HOW TO PREPARE FOR CERTAMEN · Spring 2022 · Torch: U.S.
Learning over 1000 years of Roman History is a daunting task, but with a strategic approach, you can grasp the highlights in a relatively short period of time. Plus, there is only a small amount of source literature that survives, and, at least in the first two years, what you are expected to know is relatively limited. Consequently, I do not recommend learning history by reading a source book “cover to cover”. Instead, familiarize yourself with a brief overview of history, and then start learning dates. I teach students “Top 10”, “Top 20” and then “Top 40” dates, spaced throughout history in order to form a foundation and then gradually fill in the blanks. From there, learn just the highlights from brief study guides, such as the FJCL Regional Study Guides. After that, learn more details from these same study guides. Then, do the same using one of the comprehensive study guides available, such as the ones by Connor Harrison, available online. Eventually, you should start reading stories from source books, or better yet, primary sources, in order to “glue together” the facts you have memorized. Free podcasts such as Michael Duncan’s “History of Rome” can also help quite a lot.

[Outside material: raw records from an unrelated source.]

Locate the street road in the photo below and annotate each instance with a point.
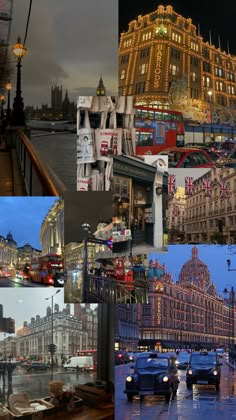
(203, 402)
(15, 282)
(59, 151)
(35, 384)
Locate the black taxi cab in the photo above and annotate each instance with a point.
(154, 374)
(204, 369)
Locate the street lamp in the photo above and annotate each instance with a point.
(86, 227)
(2, 103)
(9, 88)
(231, 307)
(18, 115)
(210, 93)
(52, 344)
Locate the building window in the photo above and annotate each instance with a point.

For mythology, Edith Hamilton’s Mythology is short enough that beginners can start by reading this book. Just familiarize yourself with the stories at first. Then, start reviewing study guides and memorizing names. Use whatever method you learn from the best and test your memory often. Some students like Quizlet, while others like spaced repetition, using apps such as Anki. As you progress, read Morford’s Classical Mythology, followed by
Ovid’s Metamorphoses. Also, don’t forget about the epics - Aeneid, Iliad, and Odyssey. Certamen summaries and character lists for these are available online, including excellent guides by Nikhil Ranjan.
Latin Literature is a huge topic, and it takes most people more than one year to become an expert. Since there are no dedicated Latin Literature questions in Certamen until the Advanced level, students could start early, prepping for written tests at State or Nationals at the Novice or Intermediate level. Start by learning about 25 authors' names, their dates and cities of birth, dates and circumstances for their death, and at least one major work for each. Progress from there by studying one genre at a time, so you can group authors and their patrons. Next, use short study guides, such as the FJCL Regional Study Guide or the CSK. Learn everything on these guides before progressing to comprehensive study guides such as Ketan Ramakrishnan’s guide. Finally, read selected sections of source books and primary sources.

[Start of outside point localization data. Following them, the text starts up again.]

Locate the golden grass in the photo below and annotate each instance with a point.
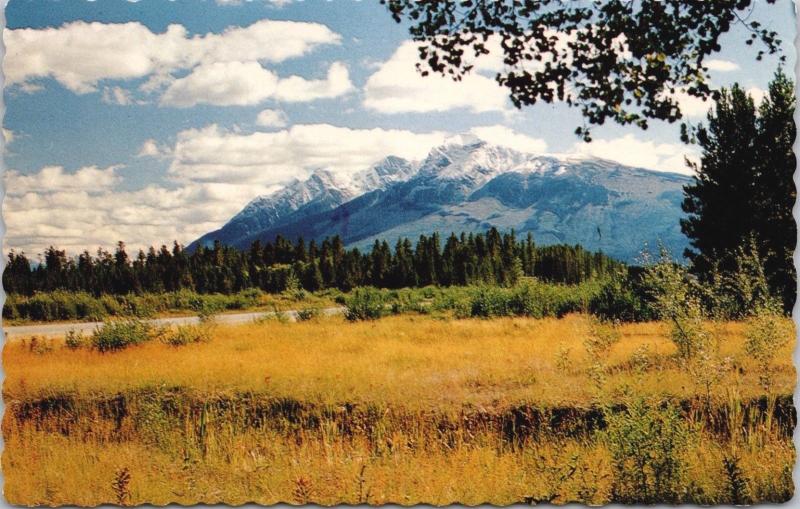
(410, 361)
(408, 409)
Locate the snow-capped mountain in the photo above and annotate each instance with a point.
(469, 185)
(321, 191)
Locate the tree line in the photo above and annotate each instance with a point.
(491, 258)
(743, 188)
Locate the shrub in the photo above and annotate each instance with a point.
(308, 313)
(119, 334)
(75, 340)
(365, 303)
(617, 300)
(185, 335)
(648, 446)
(766, 332)
(675, 298)
(490, 301)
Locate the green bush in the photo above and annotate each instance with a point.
(119, 334)
(62, 305)
(365, 303)
(185, 335)
(308, 313)
(648, 445)
(618, 299)
(75, 340)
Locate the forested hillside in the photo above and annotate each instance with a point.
(430, 260)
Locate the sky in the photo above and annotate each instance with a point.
(156, 120)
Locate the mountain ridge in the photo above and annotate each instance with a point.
(469, 185)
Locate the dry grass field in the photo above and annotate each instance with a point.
(403, 410)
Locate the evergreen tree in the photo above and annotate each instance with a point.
(743, 186)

If you decide to pursue Roman Life, start with study guides such as the CSK and the FJCL Regional Study Guide. Then move on to reading Harold Johnston’s Private Life of the Romans. As with most of the source books, it is available for free online through the NJCL website and other sources.

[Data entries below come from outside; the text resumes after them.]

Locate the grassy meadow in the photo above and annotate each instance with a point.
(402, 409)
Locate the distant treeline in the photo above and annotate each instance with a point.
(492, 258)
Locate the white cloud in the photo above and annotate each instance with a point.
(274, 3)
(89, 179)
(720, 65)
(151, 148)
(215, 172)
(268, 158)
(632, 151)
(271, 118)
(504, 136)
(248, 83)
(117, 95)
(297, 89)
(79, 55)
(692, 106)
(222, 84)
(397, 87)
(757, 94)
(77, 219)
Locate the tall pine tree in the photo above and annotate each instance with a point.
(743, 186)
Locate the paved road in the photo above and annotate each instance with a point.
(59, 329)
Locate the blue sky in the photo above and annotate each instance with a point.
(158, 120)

Every player and every coach will likely have their own variation on the above recommendations, but having played and coached for a long time, I hope you find this guidance helpful. Jump in, play in a tournament, (especially while they are still on Zoom and you don’t have to travel), connect with others, and have fun! Perhaps the best part of today’s game is that so many people share their ideas, recommendations, and materials - on the Facebook Competitive Certamen Group, on Quizlet, over Discord, and in a number of other ways. If you do what you enjoy, commit yourself to studying throughout the year, and take advantage of all the JCLove around Certamen, you will hopefully find that what starts as memorizing facts can lead to a lifelong love for classics. It certainly did for me.